Just as a curiosity/info-gathering question: If someone is familiar enough with Liberty University's Ph.D. program, I would like to see opinions, recommendations, etc. on this thread. (Note: I am not stating this as a question in order to avoid the wrath of Josh  ).

It appears to be an accredited program. I cannot see if there is a language requirement. It is "blended" (distance plus one-week intensive on-campus courses). I would have problems with the statement of faith (disagree over things like the church and eschatology), so I am wondering if others here have had to jump this hurdle and if there were problems. Of course, it is not Reformed, and I have my doubts about the nature of the apologetics program. If anyone could offer up some knowledge, it would be greatly appreciated.


----------



## CharlieJ (Nov 11, 2009)

*Doubtful Worth*

The evaluation really depends upon the prospective student's goals. If he is pursuing doctoral education to prepare for an academic career, Liberty carries insufficient clout to make landing a job likely, except at third-tier Bible colleges.
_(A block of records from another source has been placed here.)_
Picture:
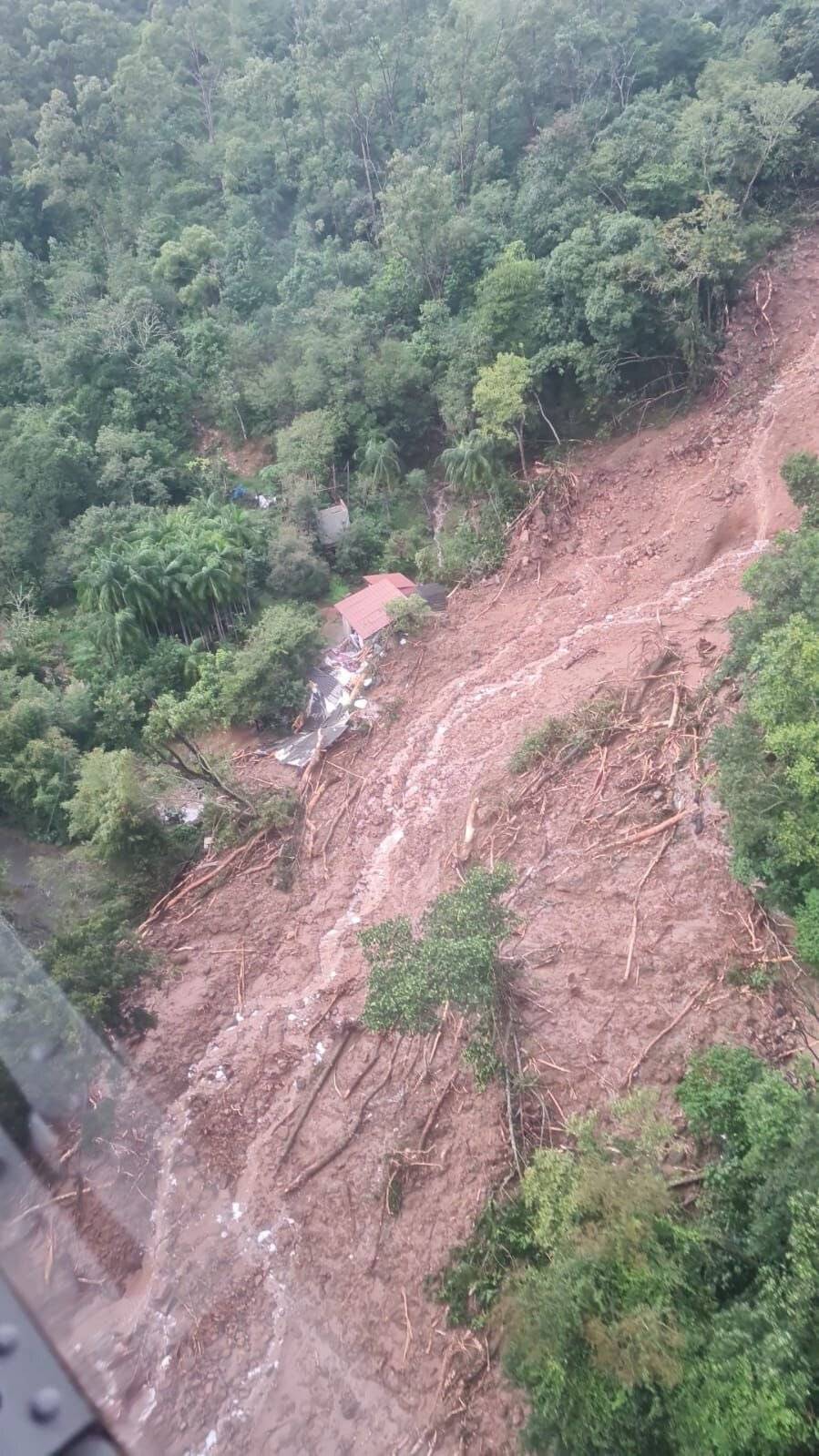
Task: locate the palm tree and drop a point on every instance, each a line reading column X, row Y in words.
column 379, row 462
column 468, row 464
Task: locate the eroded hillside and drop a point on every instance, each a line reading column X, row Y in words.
column 279, row 1305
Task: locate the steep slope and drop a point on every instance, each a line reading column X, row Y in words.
column 277, row 1314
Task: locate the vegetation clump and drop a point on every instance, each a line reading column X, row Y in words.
column 639, row 1327
column 408, row 613
column 568, row 737
column 455, row 958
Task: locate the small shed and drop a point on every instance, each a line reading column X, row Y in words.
column 363, row 613
column 331, row 523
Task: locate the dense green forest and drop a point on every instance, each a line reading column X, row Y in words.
column 644, row 1329
column 408, row 243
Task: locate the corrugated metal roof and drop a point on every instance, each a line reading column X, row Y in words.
column 364, row 609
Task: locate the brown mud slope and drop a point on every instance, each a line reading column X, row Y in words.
column 277, row 1312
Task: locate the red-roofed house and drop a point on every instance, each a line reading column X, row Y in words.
column 363, row 613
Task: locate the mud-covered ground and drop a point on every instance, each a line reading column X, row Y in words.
column 267, row 1312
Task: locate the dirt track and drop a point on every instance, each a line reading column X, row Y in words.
column 265, row 1321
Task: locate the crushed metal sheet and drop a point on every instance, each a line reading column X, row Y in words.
column 301, row 748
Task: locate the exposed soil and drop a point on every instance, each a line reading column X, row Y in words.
column 277, row 1317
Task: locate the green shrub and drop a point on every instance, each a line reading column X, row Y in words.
column 464, row 552
column 801, row 473
column 360, row 546
column 641, row 1329
column 808, row 929
column 97, row 962
column 570, row 737
column 294, row 570
column 408, row 613
column 454, row 960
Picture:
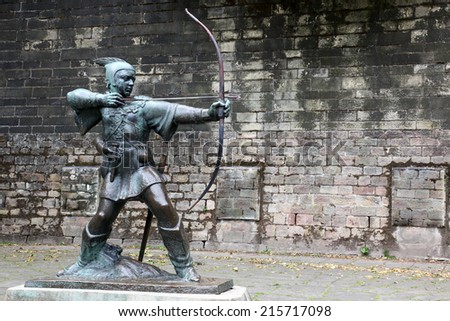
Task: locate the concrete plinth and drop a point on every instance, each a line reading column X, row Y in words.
column 21, row 293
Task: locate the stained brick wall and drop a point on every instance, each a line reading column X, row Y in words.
column 340, row 102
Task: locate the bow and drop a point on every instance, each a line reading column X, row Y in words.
column 220, row 110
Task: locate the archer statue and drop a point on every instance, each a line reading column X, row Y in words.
column 128, row 170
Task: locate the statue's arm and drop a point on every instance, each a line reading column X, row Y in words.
column 82, row 99
column 192, row 115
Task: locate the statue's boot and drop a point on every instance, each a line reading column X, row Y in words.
column 177, row 244
column 91, row 245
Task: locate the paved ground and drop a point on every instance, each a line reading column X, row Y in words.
column 268, row 277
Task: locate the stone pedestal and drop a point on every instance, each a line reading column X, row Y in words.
column 22, row 293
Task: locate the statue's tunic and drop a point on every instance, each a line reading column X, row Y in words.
column 128, row 167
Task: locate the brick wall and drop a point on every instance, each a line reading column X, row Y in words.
column 339, row 140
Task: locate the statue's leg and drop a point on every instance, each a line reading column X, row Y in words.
column 172, row 231
column 95, row 235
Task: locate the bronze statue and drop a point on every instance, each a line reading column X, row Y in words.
column 128, row 170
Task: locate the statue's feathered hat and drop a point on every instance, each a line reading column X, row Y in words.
column 112, row 66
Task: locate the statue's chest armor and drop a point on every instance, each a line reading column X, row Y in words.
column 123, row 122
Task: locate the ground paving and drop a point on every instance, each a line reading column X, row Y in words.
column 267, row 276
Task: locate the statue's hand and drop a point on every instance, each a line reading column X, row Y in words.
column 111, row 99
column 213, row 109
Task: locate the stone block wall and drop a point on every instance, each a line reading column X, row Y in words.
column 339, row 139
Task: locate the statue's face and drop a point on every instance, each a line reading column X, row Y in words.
column 123, row 82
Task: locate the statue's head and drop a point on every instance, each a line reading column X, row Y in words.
column 120, row 75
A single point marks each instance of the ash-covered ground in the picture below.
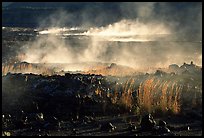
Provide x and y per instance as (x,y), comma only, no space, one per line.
(94,98)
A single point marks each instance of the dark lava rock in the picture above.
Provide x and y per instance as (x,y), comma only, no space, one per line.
(132,127)
(162,123)
(147,123)
(108,127)
(164,130)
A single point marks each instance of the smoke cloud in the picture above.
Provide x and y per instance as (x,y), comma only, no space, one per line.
(150,35)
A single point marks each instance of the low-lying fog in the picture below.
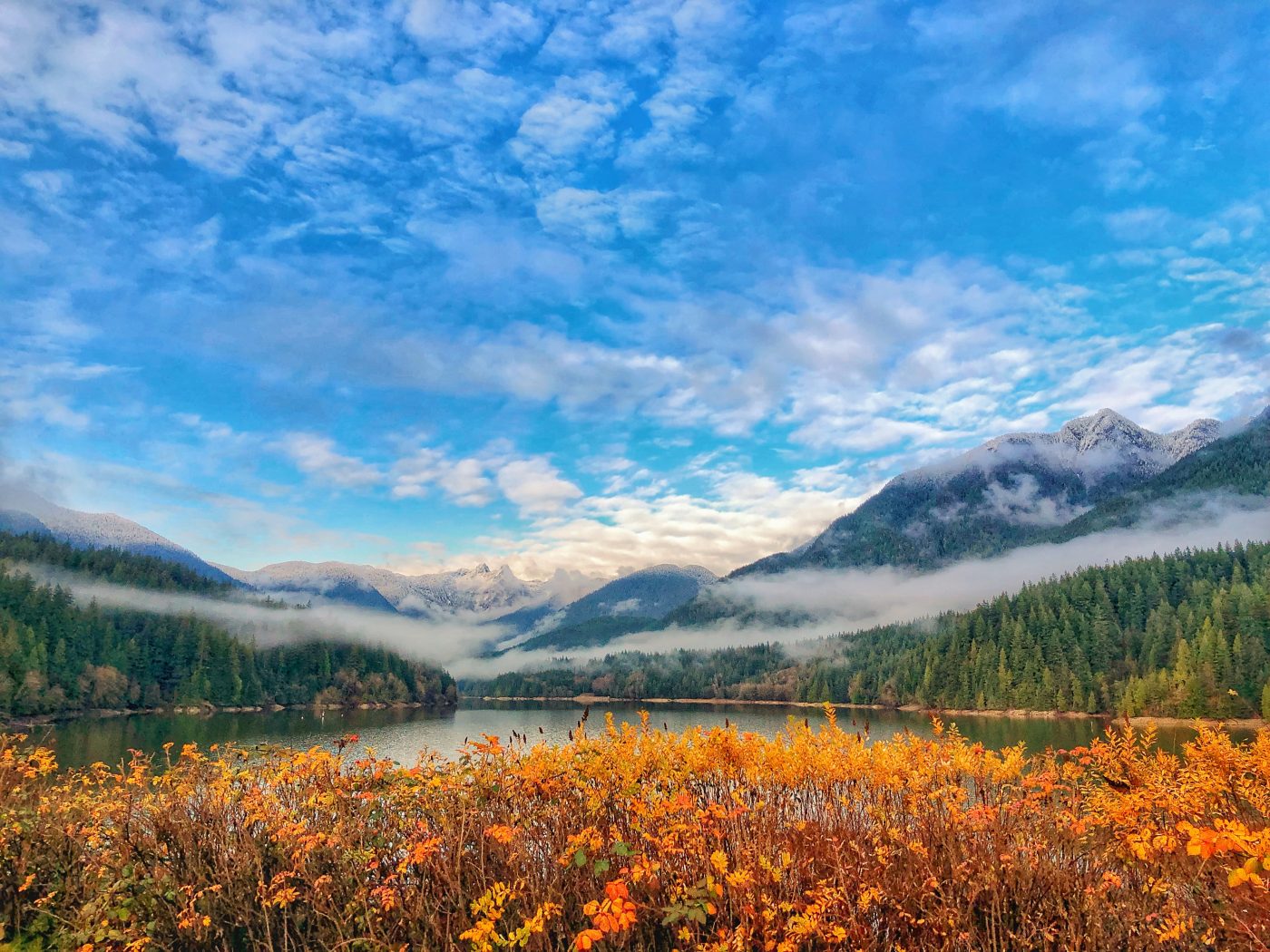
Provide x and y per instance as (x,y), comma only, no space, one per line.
(840,600)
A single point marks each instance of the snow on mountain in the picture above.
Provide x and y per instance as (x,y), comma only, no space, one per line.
(22,510)
(997,495)
(479,590)
(1091,446)
(648,593)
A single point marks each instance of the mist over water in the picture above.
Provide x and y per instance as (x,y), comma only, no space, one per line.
(840,600)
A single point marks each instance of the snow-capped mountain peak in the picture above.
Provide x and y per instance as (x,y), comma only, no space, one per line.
(23,510)
(476,590)
(1092,446)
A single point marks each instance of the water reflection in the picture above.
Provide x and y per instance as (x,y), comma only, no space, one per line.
(403,733)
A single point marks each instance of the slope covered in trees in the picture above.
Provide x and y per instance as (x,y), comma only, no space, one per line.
(1183,635)
(112,565)
(57,656)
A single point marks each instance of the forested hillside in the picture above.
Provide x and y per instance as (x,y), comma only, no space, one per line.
(57,656)
(1185,635)
(111,565)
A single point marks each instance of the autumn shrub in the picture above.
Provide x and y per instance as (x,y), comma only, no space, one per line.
(638,838)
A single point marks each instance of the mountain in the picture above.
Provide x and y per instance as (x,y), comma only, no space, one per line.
(1000,495)
(631,603)
(1237,465)
(1185,635)
(480,590)
(59,656)
(23,511)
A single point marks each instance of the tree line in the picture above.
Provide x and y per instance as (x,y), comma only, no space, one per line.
(57,656)
(1183,635)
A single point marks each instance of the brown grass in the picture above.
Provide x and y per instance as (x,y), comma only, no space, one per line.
(643,840)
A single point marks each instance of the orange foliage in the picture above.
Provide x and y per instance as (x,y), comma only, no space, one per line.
(644,840)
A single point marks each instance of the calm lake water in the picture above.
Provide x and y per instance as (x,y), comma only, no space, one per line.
(402,733)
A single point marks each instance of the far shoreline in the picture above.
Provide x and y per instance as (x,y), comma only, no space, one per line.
(1013,714)
(103,714)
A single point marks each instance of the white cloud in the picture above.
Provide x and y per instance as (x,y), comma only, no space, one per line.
(485,27)
(317,456)
(535,485)
(464,481)
(1081,80)
(573,118)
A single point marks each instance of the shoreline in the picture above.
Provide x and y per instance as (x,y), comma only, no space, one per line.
(103,714)
(1013,714)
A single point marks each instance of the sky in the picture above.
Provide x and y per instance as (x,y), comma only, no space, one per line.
(596,286)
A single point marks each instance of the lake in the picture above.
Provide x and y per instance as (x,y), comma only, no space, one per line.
(403,733)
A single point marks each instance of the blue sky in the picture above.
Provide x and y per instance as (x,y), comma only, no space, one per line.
(605,285)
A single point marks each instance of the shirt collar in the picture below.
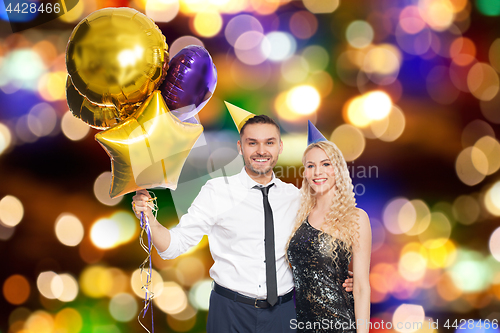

If a pastor intending to gain additional knowledge and skills for ministry, he should look at the faculty list and ask whether learning from those people would be productive.

Personally, I can't see why any person would do PhD work at Liberty unless he just wants an easy way to get a piece of paper. The quality of education is extremely low. (I have several family members and friends who are either at Liberty or recently finished there).


----------



## JTB (Nov 11, 2009)

> Personally, I can't see why any person would do PhD work at Liberty unless he just wants an easy way to get a piece of paper. The quality of education is extremely low. (I have several family members and friends who are either at Liberty or recently finished there).



As a former undergraduate student of LU (class of '04), I generally concur with this statement. There are a few very fine faculty, which any student would benefit from. However, I do not think there are enough to offset the deficiencies of the rest of the faculty.


----------



## Notthemama1984 (Nov 11, 2009)

I am going to agree with the others. I only went to LU for my undergrad because of their online program and they work with the military. I was not impressed with the education I received.


----------



## Montanablue (Nov 11, 2009)

A few of my friends went to Liberty (undergraduate). They received a very poor education - especially the women, who were encouraged tot ake courses in things like "home-making" rather than chemistry, literature, or history. I don't have specific knowledge of the Ph.D. program, but the place as a whole leaves a bad taste in my mouth.


----------



## Nathan Riese (Nov 11, 2009)

Arminian, Dispensationally and New Evangelically influenced SO I HEAR (not written in stone).

I know someone who's going there for a Master's degree. He's basically going there for the piece of paper and for financial purposes and convenience, not exactly for the academics.

In other words, i've only heard reasons why NOT to go there, not reasons TO go there.


----------



## Marrow Man (Nov 11, 2009)

Good comments, all. You have essentially affirmed my thinking on the situation, but I wanted to ask.


----------



## SemperEruditio (Nov 11, 2009)

Look into Southern Baptist. They have a modular Ph.D. which I might be applying for in a couple years.

SBTS – Ph.D. – Modular Format


----------



## Pergamum (Nov 11, 2009)

SemperEruditio said:


> Look into Southern Baptist. They have a modular Ph.D. which I might be applying for in a couple years.
> 
> SBTS – Ph.D. – Modular Format



WOW!

Eeeek, your avatar makes my skin crawl!


----------



## Ivan (Nov 11, 2009)

SemperEruditio said:


> Look into Southern Baptist. They have a modular Ph.D. which I might be applying for in a couple years.
> 
> SBTS – Ph.D. – Modular Format



And so close home!


----------



## DMcFadden (Nov 11, 2009)

SemperEruditio said:


> Look into Southern Baptist. They have a modular Ph.D. which I might be applying for in a couple years.
> 
> SBTS – Ph.D. – Modular Format



YOU RAT!!! I nearly tore up my laptop screen thinking that an insect got into the inside somehow (I know, pretty stupid, but true).


----------



## Marrow Man (Nov 11, 2009)

Yes, I've looked at SBTS, but two things concern me: 1) the cost; 2) I have no proficiency in German and French.


----------



## SemperEruditio (Nov 12, 2009)

Pergamum said:


> WOW!
> 
> Eeeek, your avatar makes my skin crawl!





DMcFadden said:


> YOU RAT!!! I nearly tore up my laptop screen thinking that an insect got into the inside somehow (I know, pretty stupid, but true).



Sorry about that guys! Well actually I had the same reaction when I saw it and figured so would others.


----------



## Ivan (Nov 12, 2009)

Marrow Man said:


> Yes, I've looked at SBTS, but two things concern me: 1) the cost; 2) I have no proficiency in German and French.




Southern's Ph.D. costs more than Liberty's? Oh wait...yeah. I just remembered as I typed this. If I get a Ph.D at Southern (which won't happen), I pay far less...because I'm a Southern Baptist.

Well, we can fix that!!!


----------